The next Australian Public Service Commissioner will be Prime Minister Malcolm Turnbull’s current chief of staff, Peter Woolcott.
The appointment means he will not return to his post as High Commissioner to New Zealand.
Woolcott, who has spent most of his career as a diplomat, took over as head of the PM’s office last September from Greg Moriarty, who was appointed secretary of the Department of Defence amid a large field of strong contenders.
While running the PMO, the new APS commissioner has been on leave without pay from the Department of Foreign Affairs and Trade, where he is classified as a deputy secretary in his capacity as High Commissioner.
He will take over as head of the government’s workforce agency when the current commissioner John Lloyd’s resignation takes effect on August 9.
“Mr Woolcott is an experienced public servant with a distinguished three decade career in the Australian Public Service,” said the Prime Minister in a statement this afternoon.
“He is highly regarded and respected, having served in senior diplomatic positions around the world. He has served as Australia’s High Commissioner to New Zealand (2016-2017), Ambassador for the Environment (2014-16), Permanent Representative to the UN in Geneva and Ambassador for Disarmament (2010-2014), Ambassador for People Smuggling Issues (2009), and Ambassador to Italy (2004 -2007).”

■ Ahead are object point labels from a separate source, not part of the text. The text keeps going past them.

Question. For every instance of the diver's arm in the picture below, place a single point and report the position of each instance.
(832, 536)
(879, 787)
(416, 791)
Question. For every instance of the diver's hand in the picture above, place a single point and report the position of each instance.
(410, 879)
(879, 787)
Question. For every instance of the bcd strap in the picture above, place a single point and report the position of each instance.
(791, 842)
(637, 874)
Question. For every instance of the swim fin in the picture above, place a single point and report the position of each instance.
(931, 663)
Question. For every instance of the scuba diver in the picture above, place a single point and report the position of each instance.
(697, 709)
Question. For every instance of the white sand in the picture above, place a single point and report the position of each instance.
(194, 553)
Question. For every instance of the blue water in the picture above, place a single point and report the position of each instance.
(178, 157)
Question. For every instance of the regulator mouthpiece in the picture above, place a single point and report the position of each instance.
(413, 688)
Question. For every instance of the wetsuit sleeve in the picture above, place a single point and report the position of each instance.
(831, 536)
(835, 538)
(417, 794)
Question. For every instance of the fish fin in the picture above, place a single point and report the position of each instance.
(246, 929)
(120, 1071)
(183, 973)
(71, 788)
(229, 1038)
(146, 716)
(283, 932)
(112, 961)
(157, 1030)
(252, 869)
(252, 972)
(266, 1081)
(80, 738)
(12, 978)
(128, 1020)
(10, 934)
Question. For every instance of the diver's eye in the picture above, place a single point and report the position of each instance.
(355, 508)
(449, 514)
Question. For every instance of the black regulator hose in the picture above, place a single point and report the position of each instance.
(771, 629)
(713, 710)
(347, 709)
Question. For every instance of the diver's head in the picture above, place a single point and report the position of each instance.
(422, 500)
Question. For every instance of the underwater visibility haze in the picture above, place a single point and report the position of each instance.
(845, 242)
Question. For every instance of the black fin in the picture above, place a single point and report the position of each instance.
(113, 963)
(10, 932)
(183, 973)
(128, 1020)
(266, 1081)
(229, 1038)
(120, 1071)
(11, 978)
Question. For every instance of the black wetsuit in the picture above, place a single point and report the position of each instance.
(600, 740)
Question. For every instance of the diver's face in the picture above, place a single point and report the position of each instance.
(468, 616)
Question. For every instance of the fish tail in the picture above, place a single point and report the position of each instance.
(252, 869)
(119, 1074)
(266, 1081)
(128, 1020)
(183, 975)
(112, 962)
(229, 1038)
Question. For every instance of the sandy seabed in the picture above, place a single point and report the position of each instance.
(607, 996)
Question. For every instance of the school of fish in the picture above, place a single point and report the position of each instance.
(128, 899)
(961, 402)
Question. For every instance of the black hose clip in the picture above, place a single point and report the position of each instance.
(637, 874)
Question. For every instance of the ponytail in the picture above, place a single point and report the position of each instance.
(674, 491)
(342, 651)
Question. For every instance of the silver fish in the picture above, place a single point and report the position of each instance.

He has very much followed in the footsteps of his father, Richard Woolcott, who was also an ambassador and a high commissioner before serving as secretary of DFAT between 1988 and 1992.
The younger Woolcott was born in West Berlin as a result of his father’s profession and has worked in foreign affairs for most of his own career. He earned an Officer in the Order of Australia appointment last year for “distinguished service to public administration” in his chosen field, especially in his recent former role as lead negotiator for Australia in talks about arms control and limiting the spread of nuclear weapons.
He has sat on the board of the World Food Programme, and worked as a barrister in Sydney before joining DFAT.
Turnbull said Woolcott was “well qualified to help ensure the APS is fit-for-purpose in the years and decades ahead” given the sweeping APS Review will deliver its recommendations early in his term.
“He will work closely with David Thodey on the review and with the Secretary of the Department of Prime Minister and Cabinet, Dr Martin Parkinson, to help drive reform,” said Turnbull.
“I thank John Lloyd for his significant contribution to the Australian Public Service — and the Australian people — over a number of decades.”
It has been widely reported that Turnbull’s current deputy chief of staff, Clive Mathieson, will take over from Woolcott as chief of staff in the PMO, although this was not mentioned in the PM’s announcement.
A former editor of News Corporation’s conservative broadsheet The Australian, who went on to hold senior roles in the New South Wales Premier’s office, Mathieson’s appointment marks a return to having a chief of staff who is strongly aligned with the government in terms of political ideology.
Turnbull appears to have given up on picking career public servants, starting with former Department of Communications secretary Drew Clarke, before Moriarty and Woolcott, for the key role played by the extremely high-profile Peta Credlin under his predecessor, Tony Abbott.